Rochelle, C A, Purser, G, Milodowski, A E, Noy, D J, Wagner, D, Butcher, A, and Harrington, J F. 2013. CO2 migration and reaction in cementitious repositories: A summary of work conducted as part of the FORGE project. British Geological Survey Internal Report, OR/13/004.

The experiments in this study were designed to simulate the potential upper and lower bounds of likely in-situ pressures and temperatures, and replicate specific scenarios as realistically as possible. We acknowledge however, that the experiments are relatively simple and have tightly-controlled conditions, and may therefore not replicate the complexities of ‘real’ systems. Also that there is a compromise in terms of timescales, as we were trying to simulate slow/low flow rate processes lasting 100s–1000s of years within a few months in the laboratory. Equally, we note that the sample sizes studied are far smaller than repository scale.

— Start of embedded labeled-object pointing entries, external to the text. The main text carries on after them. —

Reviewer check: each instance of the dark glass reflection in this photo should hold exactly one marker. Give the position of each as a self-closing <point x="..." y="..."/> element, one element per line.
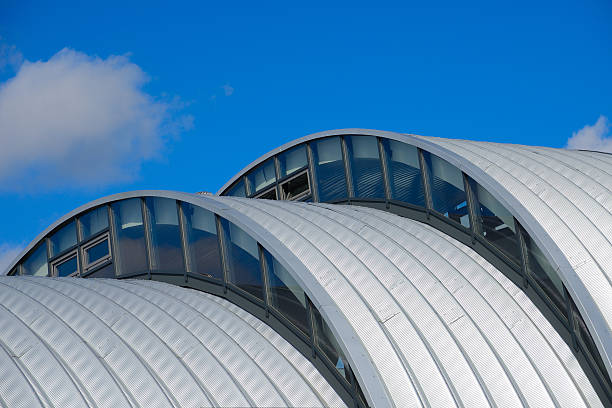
<point x="327" y="343"/>
<point x="201" y="232"/>
<point x="292" y="160"/>
<point x="269" y="195"/>
<point x="96" y="252"/>
<point x="262" y="176"/>
<point x="68" y="267"/>
<point x="286" y="295"/>
<point x="167" y="250"/>
<point x="105" y="272"/>
<point x="495" y="222"/>
<point x="243" y="256"/>
<point x="544" y="274"/>
<point x="64" y="238"/>
<point x="131" y="247"/>
<point x="93" y="221"/>
<point x="405" y="177"/>
<point x="296" y="187"/>
<point x="447" y="189"/>
<point x="237" y="190"/>
<point x="366" y="168"/>
<point x="36" y="263"/>
<point x="329" y="164"/>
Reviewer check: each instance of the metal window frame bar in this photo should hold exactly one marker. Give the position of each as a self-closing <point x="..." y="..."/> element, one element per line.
<point x="60" y="260"/>
<point x="291" y="178"/>
<point x="348" y="171"/>
<point x="312" y="174"/>
<point x="384" y="164"/>
<point x="91" y="243"/>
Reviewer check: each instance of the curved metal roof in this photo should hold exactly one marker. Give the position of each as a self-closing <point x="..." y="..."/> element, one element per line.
<point x="423" y="319"/>
<point x="441" y="326"/>
<point x="563" y="198"/>
<point x="90" y="342"/>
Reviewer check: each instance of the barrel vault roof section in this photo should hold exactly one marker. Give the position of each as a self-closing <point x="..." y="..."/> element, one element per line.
<point x="563" y="198"/>
<point x="70" y="342"/>
<point x="441" y="326"/>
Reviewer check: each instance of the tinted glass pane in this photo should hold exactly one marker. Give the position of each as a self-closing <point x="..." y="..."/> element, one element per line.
<point x="104" y="272"/>
<point x="243" y="257"/>
<point x="496" y="222"/>
<point x="544" y="273"/>
<point x="67" y="267"/>
<point x="36" y="263"/>
<point x="63" y="239"/>
<point x="286" y="295"/>
<point x="131" y="247"/>
<point x="96" y="252"/>
<point x="203" y="244"/>
<point x="328" y="344"/>
<point x="330" y="169"/>
<point x="262" y="176"/>
<point x="365" y="166"/>
<point x="405" y="176"/>
<point x="237" y="190"/>
<point x="296" y="187"/>
<point x="167" y="256"/>
<point x="292" y="160"/>
<point x="94" y="221"/>
<point x="447" y="189"/>
<point x="269" y="195"/>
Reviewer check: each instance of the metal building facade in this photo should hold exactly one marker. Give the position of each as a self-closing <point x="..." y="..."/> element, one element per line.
<point x="383" y="302"/>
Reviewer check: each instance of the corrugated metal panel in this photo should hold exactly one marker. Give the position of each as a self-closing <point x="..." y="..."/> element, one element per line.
<point x="76" y="342"/>
<point x="442" y="326"/>
<point x="562" y="197"/>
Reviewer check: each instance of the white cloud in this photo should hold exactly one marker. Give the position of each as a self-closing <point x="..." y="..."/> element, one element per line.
<point x="10" y="56"/>
<point x="80" y="121"/>
<point x="596" y="137"/>
<point x="7" y="254"/>
<point x="228" y="89"/>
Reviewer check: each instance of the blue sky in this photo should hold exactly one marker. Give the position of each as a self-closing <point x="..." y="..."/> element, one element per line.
<point x="182" y="97"/>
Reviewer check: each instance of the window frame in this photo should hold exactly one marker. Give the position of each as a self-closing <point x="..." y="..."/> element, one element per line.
<point x="86" y="266"/>
<point x="59" y="260"/>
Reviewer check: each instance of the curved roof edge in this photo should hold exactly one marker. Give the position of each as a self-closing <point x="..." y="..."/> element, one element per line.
<point x="591" y="313"/>
<point x="374" y="389"/>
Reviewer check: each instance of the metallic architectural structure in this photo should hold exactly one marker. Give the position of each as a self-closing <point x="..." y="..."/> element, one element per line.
<point x="417" y="272"/>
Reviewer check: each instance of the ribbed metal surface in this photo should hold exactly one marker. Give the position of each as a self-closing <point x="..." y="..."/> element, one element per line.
<point x="70" y="342"/>
<point x="440" y="324"/>
<point x="563" y="198"/>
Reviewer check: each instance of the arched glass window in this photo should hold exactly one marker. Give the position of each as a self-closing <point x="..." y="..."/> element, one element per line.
<point x="447" y="189"/>
<point x="405" y="177"/>
<point x="129" y="228"/>
<point x="286" y="295"/>
<point x="495" y="222"/>
<point x="244" y="269"/>
<point x="93" y="221"/>
<point x="203" y="244"/>
<point x="544" y="274"/>
<point x="262" y="176"/>
<point x="64" y="238"/>
<point x="166" y="248"/>
<point x="36" y="263"/>
<point x="329" y="164"/>
<point x="237" y="190"/>
<point x="328" y="344"/>
<point x="292" y="160"/>
<point x="366" y="167"/>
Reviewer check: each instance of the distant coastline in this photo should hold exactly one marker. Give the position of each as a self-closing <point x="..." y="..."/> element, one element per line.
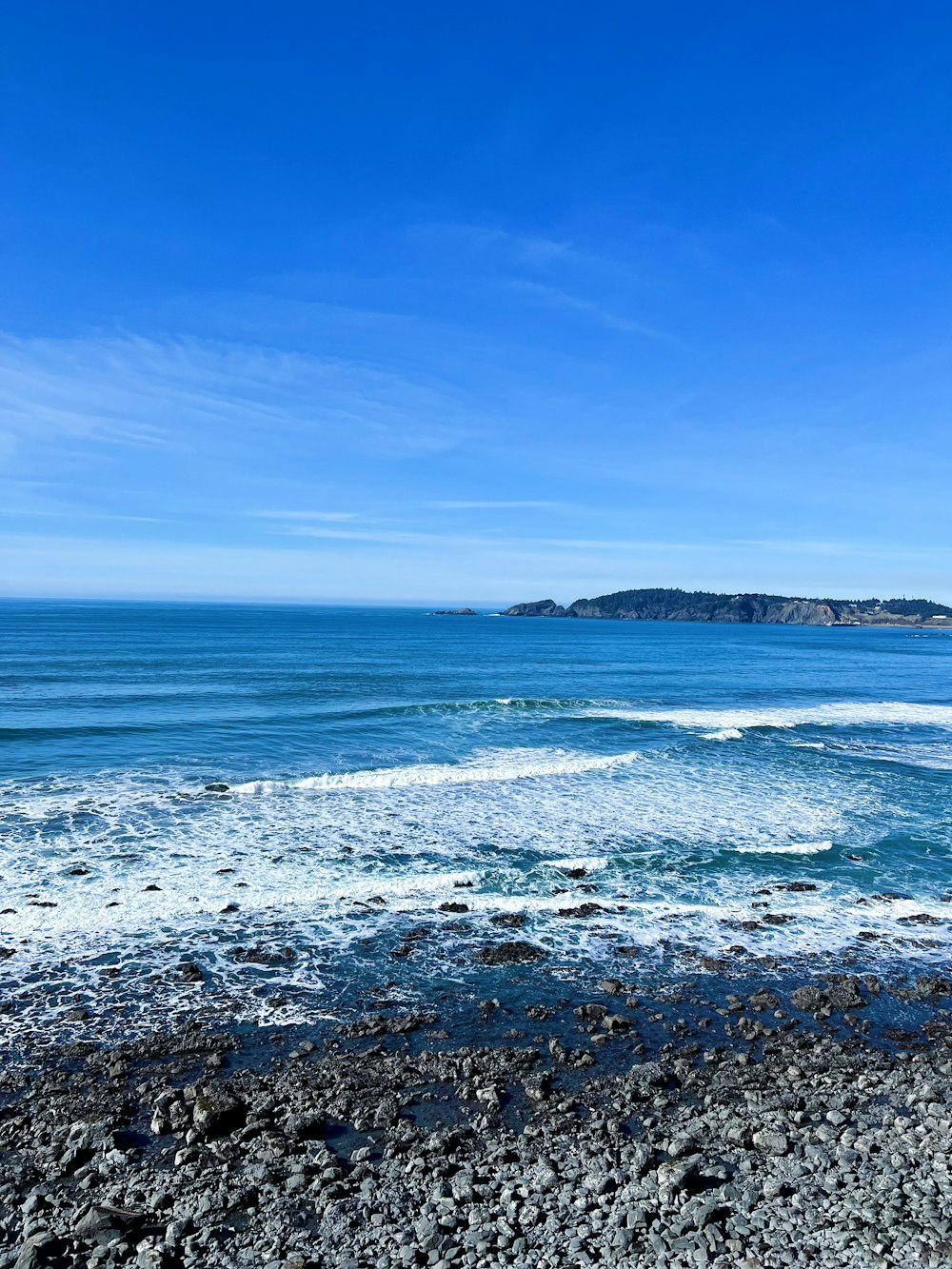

Upscaling of the processes identified by this study can be achieved by comparison with analogous systems. Whilst such systems may not have been studied in as much detail as the experimental samples of this study, they can provide information on temporal and spatial scales well in excess of those possible by experiment. Thus for example, in terms of physical size, for cement carbonation reactions there is very similar behaviour (qualitatively) with multi-metre scale observations of carbonated borehole cement from CO2-production wells (e.g. Carey et al., 2007[1]). Though the cement formulations may be different between those used as NRVB buffer-backfill and borehole seals, many of the phases involved and reaction processes appear similar in both cases. Though Carey et al. (2007)[1] do note a degree of alteration of the bulk cement, their results clearly demonstrate the importance of interfaces (steel-cement, and cement-rock) in facilitating CO2 migration, along which CO2 moved several metres in 30 years.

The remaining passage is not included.